Auf dem 5. TherapieGipfel des Spitzenverbands der Heilmittelverbände (SHV) sprach sich Markus Algermissen, Unterabteilungsleiter im Bundesgesundheitsministerium, gegen eine Vollakademisierung der Physiotherapie aus. Algermissen wörtlich: „Stand heute wird es eine Teilakademisierung geben.“ Und da er es auch ist, der gerade das neue Berufsgesetz für die Physiotherapie schreibt, wird es wohl genau so kommen. Denn dieses soll als Referentenentwurf – so sagte es zumindest Bundesgesundheitsminister Karl Lauterbach zuvor in einer Videobotschaft – noch in diesem Jahr veröffentlicht werden.
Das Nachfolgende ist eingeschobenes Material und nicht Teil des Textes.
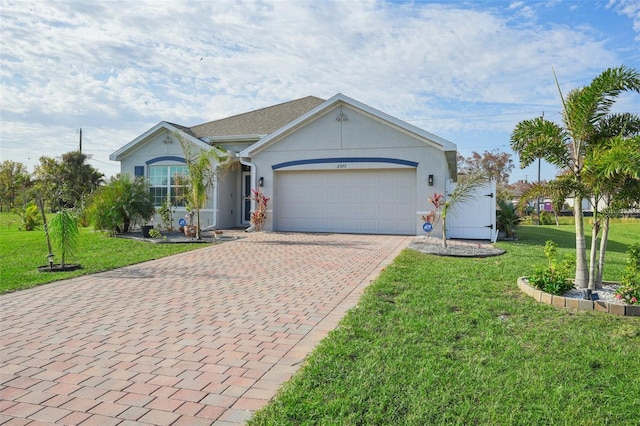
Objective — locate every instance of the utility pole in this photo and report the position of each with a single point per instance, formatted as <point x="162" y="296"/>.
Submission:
<point x="538" y="200"/>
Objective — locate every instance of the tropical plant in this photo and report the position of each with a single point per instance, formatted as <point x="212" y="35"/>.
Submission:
<point x="155" y="233"/>
<point x="433" y="216"/>
<point x="462" y="194"/>
<point x="64" y="233"/>
<point x="259" y="215"/>
<point x="30" y="216"/>
<point x="166" y="211"/>
<point x="203" y="169"/>
<point x="554" y="277"/>
<point x="587" y="122"/>
<point x="612" y="171"/>
<point x="507" y="218"/>
<point x="64" y="182"/>
<point x="121" y="204"/>
<point x="494" y="165"/>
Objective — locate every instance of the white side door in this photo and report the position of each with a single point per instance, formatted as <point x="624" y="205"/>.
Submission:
<point x="476" y="219"/>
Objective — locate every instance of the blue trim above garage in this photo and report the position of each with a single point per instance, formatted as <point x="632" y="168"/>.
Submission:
<point x="345" y="160"/>
<point x="166" y="158"/>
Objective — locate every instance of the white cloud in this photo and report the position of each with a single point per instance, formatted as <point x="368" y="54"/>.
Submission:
<point x="122" y="66"/>
<point x="630" y="8"/>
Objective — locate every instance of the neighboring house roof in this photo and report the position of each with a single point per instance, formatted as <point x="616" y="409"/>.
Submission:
<point x="260" y="122"/>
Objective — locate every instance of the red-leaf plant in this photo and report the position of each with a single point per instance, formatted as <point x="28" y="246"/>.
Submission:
<point x="259" y="215"/>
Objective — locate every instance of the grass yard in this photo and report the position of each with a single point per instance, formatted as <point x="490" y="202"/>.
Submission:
<point x="453" y="341"/>
<point x="21" y="253"/>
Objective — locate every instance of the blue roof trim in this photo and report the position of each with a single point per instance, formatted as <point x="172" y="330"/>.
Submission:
<point x="166" y="158"/>
<point x="345" y="160"/>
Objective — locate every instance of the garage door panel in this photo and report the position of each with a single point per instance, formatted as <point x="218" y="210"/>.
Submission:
<point x="362" y="201"/>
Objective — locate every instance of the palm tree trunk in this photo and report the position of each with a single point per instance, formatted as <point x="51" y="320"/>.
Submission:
<point x="593" y="265"/>
<point x="198" y="232"/>
<point x="444" y="230"/>
<point x="581" y="249"/>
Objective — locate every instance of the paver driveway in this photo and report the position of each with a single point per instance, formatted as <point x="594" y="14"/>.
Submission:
<point x="204" y="337"/>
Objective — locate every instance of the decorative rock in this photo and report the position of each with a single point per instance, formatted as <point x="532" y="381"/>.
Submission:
<point x="581" y="304"/>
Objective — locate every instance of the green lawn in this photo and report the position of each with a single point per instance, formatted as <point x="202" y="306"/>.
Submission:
<point x="453" y="341"/>
<point x="21" y="253"/>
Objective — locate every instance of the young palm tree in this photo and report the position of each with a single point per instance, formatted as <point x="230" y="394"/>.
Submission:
<point x="612" y="170"/>
<point x="586" y="123"/>
<point x="64" y="233"/>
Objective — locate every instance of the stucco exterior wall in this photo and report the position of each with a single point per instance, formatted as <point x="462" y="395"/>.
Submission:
<point x="359" y="136"/>
<point x="158" y="146"/>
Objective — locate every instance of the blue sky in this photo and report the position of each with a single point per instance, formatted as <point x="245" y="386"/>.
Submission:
<point x="467" y="71"/>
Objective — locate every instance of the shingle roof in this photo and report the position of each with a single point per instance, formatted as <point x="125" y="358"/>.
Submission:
<point x="259" y="122"/>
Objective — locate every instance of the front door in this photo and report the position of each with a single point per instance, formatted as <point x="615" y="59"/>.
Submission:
<point x="246" y="197"/>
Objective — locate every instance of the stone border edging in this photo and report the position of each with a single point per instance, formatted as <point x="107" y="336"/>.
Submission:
<point x="580" y="304"/>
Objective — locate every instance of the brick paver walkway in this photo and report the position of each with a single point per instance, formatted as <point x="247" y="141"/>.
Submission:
<point x="205" y="337"/>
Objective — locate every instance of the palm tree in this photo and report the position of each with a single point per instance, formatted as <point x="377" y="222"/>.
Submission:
<point x="587" y="121"/>
<point x="612" y="171"/>
<point x="557" y="190"/>
<point x="203" y="168"/>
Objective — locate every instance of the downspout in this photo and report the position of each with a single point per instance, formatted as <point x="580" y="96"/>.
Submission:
<point x="253" y="177"/>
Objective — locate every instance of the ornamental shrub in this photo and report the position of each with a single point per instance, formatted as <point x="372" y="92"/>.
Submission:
<point x="122" y="204"/>
<point x="553" y="278"/>
<point x="629" y="289"/>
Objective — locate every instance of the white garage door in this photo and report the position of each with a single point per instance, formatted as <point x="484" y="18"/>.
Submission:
<point x="346" y="201"/>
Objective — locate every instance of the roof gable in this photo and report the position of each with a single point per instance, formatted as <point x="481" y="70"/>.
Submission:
<point x="259" y="122"/>
<point x="162" y="126"/>
<point x="322" y="108"/>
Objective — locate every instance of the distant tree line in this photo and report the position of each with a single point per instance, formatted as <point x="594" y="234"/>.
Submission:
<point x="63" y="182"/>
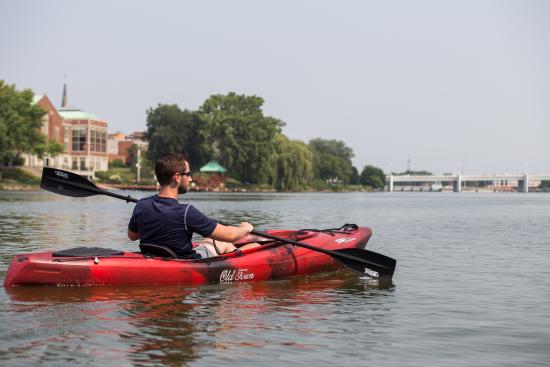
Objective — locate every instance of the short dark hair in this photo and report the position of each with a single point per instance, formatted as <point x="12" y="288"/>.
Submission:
<point x="167" y="165"/>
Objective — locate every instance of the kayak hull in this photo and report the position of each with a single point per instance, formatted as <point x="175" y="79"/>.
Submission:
<point x="270" y="261"/>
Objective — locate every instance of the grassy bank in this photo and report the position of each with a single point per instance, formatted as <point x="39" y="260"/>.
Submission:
<point x="15" y="178"/>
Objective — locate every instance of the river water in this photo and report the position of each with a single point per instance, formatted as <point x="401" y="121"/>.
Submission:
<point x="471" y="287"/>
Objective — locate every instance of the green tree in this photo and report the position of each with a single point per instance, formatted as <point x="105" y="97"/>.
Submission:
<point x="171" y="130"/>
<point x="241" y="137"/>
<point x="20" y="123"/>
<point x="332" y="160"/>
<point x="354" y="180"/>
<point x="373" y="177"/>
<point x="292" y="164"/>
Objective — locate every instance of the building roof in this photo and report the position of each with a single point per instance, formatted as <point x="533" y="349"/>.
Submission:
<point x="73" y="113"/>
<point x="36" y="98"/>
<point x="212" y="166"/>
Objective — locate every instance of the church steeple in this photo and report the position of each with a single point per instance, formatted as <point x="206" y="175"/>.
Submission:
<point x="64" y="102"/>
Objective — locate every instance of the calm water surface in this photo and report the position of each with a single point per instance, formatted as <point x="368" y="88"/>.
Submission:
<point x="471" y="287"/>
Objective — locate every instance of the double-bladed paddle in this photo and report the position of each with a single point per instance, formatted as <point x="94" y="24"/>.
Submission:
<point x="365" y="262"/>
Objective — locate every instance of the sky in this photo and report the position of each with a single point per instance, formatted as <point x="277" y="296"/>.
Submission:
<point x="436" y="85"/>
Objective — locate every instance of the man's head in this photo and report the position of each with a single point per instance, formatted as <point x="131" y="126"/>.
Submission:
<point x="173" y="168"/>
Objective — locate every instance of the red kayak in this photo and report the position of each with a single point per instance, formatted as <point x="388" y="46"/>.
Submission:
<point x="99" y="266"/>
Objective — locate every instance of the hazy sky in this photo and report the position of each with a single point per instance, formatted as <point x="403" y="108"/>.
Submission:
<point x="450" y="85"/>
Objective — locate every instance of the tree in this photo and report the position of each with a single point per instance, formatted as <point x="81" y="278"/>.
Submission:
<point x="373" y="177"/>
<point x="354" y="180"/>
<point x="20" y="123"/>
<point x="241" y="136"/>
<point x="332" y="160"/>
<point x="171" y="130"/>
<point x="292" y="164"/>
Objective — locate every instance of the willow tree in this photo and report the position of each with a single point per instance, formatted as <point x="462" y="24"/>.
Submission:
<point x="332" y="160"/>
<point x="240" y="135"/>
<point x="292" y="164"/>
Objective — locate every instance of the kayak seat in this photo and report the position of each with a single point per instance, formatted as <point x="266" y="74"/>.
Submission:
<point x="148" y="249"/>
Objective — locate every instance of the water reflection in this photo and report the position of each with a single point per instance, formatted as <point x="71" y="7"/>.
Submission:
<point x="174" y="324"/>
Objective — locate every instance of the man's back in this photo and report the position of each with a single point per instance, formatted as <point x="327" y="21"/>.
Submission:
<point x="164" y="221"/>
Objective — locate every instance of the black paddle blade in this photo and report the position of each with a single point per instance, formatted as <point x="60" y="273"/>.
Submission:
<point x="369" y="263"/>
<point x="67" y="183"/>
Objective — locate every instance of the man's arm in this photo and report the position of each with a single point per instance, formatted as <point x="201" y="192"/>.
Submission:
<point x="230" y="233"/>
<point x="133" y="235"/>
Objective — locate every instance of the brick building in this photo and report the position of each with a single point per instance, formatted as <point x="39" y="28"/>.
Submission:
<point x="83" y="135"/>
<point x="119" y="144"/>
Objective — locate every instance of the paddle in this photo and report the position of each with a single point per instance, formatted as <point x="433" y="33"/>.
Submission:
<point x="361" y="261"/>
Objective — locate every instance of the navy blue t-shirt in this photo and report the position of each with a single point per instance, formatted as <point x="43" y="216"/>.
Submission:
<point x="164" y="221"/>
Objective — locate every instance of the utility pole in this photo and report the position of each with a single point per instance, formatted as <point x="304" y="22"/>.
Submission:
<point x="138" y="164"/>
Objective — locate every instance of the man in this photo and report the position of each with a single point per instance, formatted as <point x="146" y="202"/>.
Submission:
<point x="161" y="220"/>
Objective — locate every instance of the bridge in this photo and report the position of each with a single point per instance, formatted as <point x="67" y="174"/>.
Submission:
<point x="457" y="180"/>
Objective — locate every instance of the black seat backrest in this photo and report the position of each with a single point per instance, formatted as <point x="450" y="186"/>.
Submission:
<point x="157" y="250"/>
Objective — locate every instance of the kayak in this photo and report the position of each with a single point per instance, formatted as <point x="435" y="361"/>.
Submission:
<point x="82" y="266"/>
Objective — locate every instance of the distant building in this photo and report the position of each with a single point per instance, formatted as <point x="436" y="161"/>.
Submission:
<point x="53" y="128"/>
<point x="119" y="145"/>
<point x="83" y="135"/>
<point x="87" y="143"/>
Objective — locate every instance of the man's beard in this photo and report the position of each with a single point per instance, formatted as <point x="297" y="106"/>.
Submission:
<point x="181" y="190"/>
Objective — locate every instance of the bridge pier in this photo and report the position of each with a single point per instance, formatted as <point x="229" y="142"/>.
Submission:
<point x="458" y="184"/>
<point x="523" y="185"/>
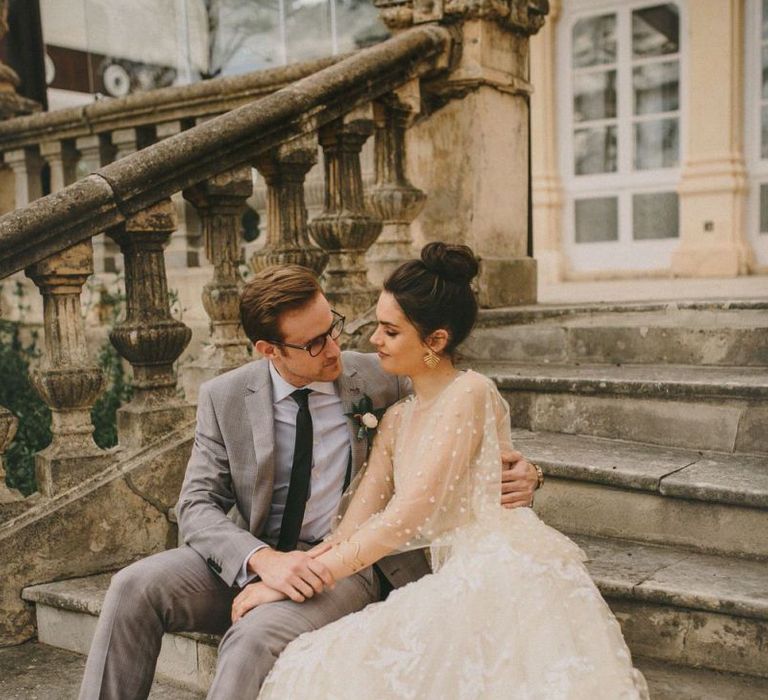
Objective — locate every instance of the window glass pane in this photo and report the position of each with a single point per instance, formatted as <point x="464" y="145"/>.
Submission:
<point x="655" y="30"/>
<point x="764" y="133"/>
<point x="597" y="219"/>
<point x="594" y="41"/>
<point x="655" y="216"/>
<point x="594" y="96"/>
<point x="595" y="150"/>
<point x="765" y="20"/>
<point x="765" y="72"/>
<point x="656" y="87"/>
<point x="656" y="144"/>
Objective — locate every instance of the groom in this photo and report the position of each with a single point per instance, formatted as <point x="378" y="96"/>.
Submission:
<point x="275" y="445"/>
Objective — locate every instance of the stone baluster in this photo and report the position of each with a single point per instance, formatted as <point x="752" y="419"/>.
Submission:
<point x="284" y="170"/>
<point x="61" y="157"/>
<point x="27" y="166"/>
<point x="8" y="425"/>
<point x="219" y="202"/>
<point x="67" y="380"/>
<point x="345" y="229"/>
<point x="149" y="337"/>
<point x="184" y="249"/>
<point x="392" y="197"/>
<point x="96" y="151"/>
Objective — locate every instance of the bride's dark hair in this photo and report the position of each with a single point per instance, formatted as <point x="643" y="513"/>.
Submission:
<point x="434" y="291"/>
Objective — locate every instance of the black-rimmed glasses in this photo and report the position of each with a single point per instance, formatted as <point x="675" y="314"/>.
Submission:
<point x="315" y="346"/>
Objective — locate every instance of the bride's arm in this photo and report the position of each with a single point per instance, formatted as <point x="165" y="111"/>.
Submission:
<point x="432" y="485"/>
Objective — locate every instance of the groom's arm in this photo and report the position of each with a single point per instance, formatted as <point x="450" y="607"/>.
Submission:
<point x="206" y="497"/>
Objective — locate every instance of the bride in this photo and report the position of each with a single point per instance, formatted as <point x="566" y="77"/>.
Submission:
<point x="509" y="610"/>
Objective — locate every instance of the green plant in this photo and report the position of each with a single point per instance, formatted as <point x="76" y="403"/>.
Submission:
<point x="18" y="353"/>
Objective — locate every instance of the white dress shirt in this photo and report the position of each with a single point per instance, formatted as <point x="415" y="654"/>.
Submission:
<point x="330" y="460"/>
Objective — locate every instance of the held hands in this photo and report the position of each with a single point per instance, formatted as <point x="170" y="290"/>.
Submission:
<point x="252" y="595"/>
<point x="519" y="480"/>
<point x="297" y="575"/>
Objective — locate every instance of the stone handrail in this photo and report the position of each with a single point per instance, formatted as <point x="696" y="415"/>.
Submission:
<point x="179" y="103"/>
<point x="123" y="188"/>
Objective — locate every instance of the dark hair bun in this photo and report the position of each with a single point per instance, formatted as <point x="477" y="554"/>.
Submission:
<point x="453" y="263"/>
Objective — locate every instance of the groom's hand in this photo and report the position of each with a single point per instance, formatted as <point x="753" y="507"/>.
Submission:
<point x="295" y="574"/>
<point x="519" y="480"/>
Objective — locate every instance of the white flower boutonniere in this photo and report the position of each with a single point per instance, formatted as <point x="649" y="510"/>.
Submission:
<point x="367" y="417"/>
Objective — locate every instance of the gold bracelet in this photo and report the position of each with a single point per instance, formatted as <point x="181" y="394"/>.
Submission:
<point x="539" y="475"/>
Ob dies allerdings tatsächlich der Fall sein wird, stand zu Redaktionsschluss noch nicht fest. Zweifel sind berechtigt. Denn Lauterbach hatte schon einmal einen Entwurf angekündigt („keine Frage von Monaten, eher eine Frage von Wochen“) – das war auf dem letzten TherapieGipfel vor einem Jahr.